フロランとアルもその要請に便乗して行くつもりだった。ちゃっかりマドレーヌも一行に混ざっていた。
「マリアンヌ用に雪角を沢山とってマントとマフと帽子にしてもらうんだ」
と張り切っている。雪角ウサギの毛皮はかなり軽く、体力のない子供や女性や老人に人気があった。
「じゃ、俺はおばあ様にって言いたいけど」
フロランの目線の先には祖父の姿があった。マドレーヌとフロランはなにか黒い靄をみたら即エリクに報告すること、とエリク宛の手紙用の石を持たされた。
『回数を考えて石の値段と耐久性などを考えてこちらにしました』
そして二人にこっそりと耳打ちする。
「私が改造した特別製の石です。貴方達に危険があれば私に居場所がわかるのですぐに転移していきますね」
そして二人のマジックバッグを開けさせてなにかをしながら石を入れた。
「これで勝手にどこかに飛ばされても私が追跡できます。アル殿下やマドレーヌ嬢みたいな事があっても大丈夫」
エリクはにっこり笑った後、真顔になった。
「なのでお二人のうちどちらかはアル殿下と常に一緒に居てください。……あっちはあっちで対策を取っていますがね」
エリクの言葉通り、アルはアルで貰ったものがあるという。
「これ守護者様の匂いがするってうちの精霊が小躍りして喜んでるんだけど」
「ああ、大当たり。これは」
銀と緑が入り混じった葉っぱ型のペンダントだった。裏には王太子のしるしである黒百合の印が刻まれている。元の黒百合の印はアルが父親である陛下に渡した、『ふさわしい人間にふさわしい時に渡してください』と。

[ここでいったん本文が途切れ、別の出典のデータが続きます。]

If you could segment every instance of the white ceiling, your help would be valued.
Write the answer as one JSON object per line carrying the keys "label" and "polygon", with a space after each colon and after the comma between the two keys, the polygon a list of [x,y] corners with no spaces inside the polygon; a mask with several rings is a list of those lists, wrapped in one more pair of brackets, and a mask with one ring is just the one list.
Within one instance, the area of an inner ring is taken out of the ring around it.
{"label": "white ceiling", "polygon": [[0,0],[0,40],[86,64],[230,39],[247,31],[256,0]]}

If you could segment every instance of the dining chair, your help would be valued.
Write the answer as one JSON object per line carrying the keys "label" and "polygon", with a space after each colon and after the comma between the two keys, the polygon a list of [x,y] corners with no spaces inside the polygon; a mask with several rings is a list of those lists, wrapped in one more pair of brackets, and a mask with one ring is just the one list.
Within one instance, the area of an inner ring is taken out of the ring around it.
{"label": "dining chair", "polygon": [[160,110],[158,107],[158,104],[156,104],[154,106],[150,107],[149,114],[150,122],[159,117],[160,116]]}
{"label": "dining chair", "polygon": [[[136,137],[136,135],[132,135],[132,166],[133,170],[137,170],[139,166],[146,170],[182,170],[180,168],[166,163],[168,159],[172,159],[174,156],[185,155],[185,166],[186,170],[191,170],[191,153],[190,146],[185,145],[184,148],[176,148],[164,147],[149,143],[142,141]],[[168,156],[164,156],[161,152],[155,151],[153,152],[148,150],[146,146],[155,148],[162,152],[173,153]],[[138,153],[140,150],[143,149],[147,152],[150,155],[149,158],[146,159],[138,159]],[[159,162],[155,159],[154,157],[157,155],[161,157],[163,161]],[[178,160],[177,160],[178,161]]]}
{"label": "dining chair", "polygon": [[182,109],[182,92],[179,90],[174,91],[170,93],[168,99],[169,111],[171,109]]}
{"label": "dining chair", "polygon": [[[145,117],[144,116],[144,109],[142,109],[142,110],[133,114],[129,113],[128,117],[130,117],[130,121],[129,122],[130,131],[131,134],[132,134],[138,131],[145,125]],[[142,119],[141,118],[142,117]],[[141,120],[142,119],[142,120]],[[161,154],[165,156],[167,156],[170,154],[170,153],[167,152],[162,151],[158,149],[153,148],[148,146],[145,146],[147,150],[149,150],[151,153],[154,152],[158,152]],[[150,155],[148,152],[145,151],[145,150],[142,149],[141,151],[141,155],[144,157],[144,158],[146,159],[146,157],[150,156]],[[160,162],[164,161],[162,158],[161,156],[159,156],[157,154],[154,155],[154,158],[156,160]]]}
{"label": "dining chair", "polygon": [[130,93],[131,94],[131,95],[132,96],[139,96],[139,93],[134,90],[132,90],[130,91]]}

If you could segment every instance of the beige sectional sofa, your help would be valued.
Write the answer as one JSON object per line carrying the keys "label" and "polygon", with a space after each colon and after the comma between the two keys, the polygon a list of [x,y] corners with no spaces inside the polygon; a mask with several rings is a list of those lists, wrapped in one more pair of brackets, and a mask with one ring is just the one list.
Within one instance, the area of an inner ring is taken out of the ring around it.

このアルが貰った石は守護者がアルの位置をいつでも把握できるものだった。あとは全大精霊の力も宿っているとフロランの精霊が言っているらしい。
「そう。全属性の大精霊様たちも俺を追跡できるようになってるみたいだな。……精霊はどこにでもいるからどこに飛ばされても捜しだせるらしい」
フロランが頷く。
「精霊の一人ひとりの力は強いとは言い難いけど、その土地の力を借りられるので」
今回はフロランとアルとエディは雪豹班、マドレーヌと祖父は雪角ウサギ班、ロゼは医療班、となった。ロゼの『声』と風の精霊の力を借りて全域に伝令を伝えられる力を本部に買われたらしい。本部には北の侯爵、アーノルド・アルバート侯爵、グランサニュー公爵夫妻が詰めている。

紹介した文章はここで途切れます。